According to the World Health Organization (WHO), in 2016, more than 1.9 billion adults were overweight; of these, over 650 million were obese. In the same year, 41 million children under five and over 340 million 5 to 19 years old were overweight or obese. In addition, a recent report shows a prevalence of obesity in 32% of males and 34% of females in the U.S.
Obesity leads to anatomical and physiological peculiarities that can use threatening complications under general anesthesia, thus worsening the results of an otherwise successful surgery. As an increasingly large proportion of obese people will need general anesthesia at least once, obesity is a significant challenge for anesthetists.
The additional fat present in cases of obesity increases the thoracic and intra-abdominal pressures. The latter hinders diaphragm excursions and leads to stiffening of the thoracic wall, decreased lung volume due to compression atelectasis, and reduced chest wall and lung compliance. Compression atelectasis occurs when the local pleural pressure is higher than the airway pressure in the alveoli. The high abdominal pressure may also increase the pressure on the lower vena cava and thus shift blood from the abdomen to the thorax, further increasing pressure on the alveoli. Overall, atelectasis can be detected during general anesthesia in up to 90% of all patients. Even if the patient is only moderately overweight, the above mentioned circumstances can reduce functional residual capacity (FRC) and, during mechanical ventilation, reduce end-expiratory lung volume (EELV). In morbidly obese patients, the FRC can be reduced by as much as 50% after induction of general anesthesia.
While obese patients already have around 20% less lung volume than expected before induction of anesthesia in a prone position, their lung volume is further reduced by about 50%. Patients should therefore remain upright as long as possible, at least upright for as long as possible, or when in a post-anesthesia or intensive care unit. In a post-anesthesia care or intensive care unit, if clinically and clinically appropriate. If the type of surgery allows, all patients with a BMI > 40 kg/m2 should be kept upright for as long as possible and at least when in PACU or ICU and medically feasible, and if surgery allows, all patients with BMI > 40 kg/m2 should be ventilated in an elevated upper body position. Another way to relieve the pressure on the diaphragm and optimize intraoperative ventilation is to maintain reverse Trendelenburg positioning from the induction of anesthesia until immediately after extubation.
However, intraoperative lung protective ventilation is associated whit a reduced risk of these complications.

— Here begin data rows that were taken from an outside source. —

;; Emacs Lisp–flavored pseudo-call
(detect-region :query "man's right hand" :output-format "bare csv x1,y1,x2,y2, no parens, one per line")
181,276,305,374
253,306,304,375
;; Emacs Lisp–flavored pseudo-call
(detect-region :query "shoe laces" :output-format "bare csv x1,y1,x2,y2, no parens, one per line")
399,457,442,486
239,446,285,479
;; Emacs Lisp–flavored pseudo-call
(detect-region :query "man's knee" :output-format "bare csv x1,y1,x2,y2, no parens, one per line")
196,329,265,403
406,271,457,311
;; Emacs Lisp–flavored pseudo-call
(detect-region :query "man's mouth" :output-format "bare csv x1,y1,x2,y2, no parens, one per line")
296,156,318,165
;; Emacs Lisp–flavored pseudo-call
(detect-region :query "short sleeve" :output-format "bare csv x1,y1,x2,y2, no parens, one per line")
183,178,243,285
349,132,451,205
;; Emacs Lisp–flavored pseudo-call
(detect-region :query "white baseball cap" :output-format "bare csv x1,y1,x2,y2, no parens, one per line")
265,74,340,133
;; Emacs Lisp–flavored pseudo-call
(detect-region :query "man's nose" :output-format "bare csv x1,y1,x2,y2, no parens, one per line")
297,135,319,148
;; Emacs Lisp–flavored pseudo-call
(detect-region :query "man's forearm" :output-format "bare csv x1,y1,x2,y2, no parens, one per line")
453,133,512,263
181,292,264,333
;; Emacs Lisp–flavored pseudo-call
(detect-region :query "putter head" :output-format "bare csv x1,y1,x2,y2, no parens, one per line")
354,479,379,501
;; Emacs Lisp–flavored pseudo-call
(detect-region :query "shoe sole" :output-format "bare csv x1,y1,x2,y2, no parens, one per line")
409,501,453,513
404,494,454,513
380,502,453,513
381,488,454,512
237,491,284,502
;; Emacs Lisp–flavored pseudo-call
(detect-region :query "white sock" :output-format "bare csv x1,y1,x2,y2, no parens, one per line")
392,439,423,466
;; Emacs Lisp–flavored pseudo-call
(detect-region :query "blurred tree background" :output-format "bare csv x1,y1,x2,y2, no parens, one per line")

It consists mainly of the following adaptations:
Obese patients present with specific lung physiology and mechanical characteristics and have an increased risk of postoperative pulmonary complications. Intraoperatively, lung protective ventilation with a low Vt, And RMs with much higher PEEP levels than currently used are recommended. In this context, a stepwise RM has been shown to be advantageous for obese patients, provided that an individualizes patient-specific PEEP is set.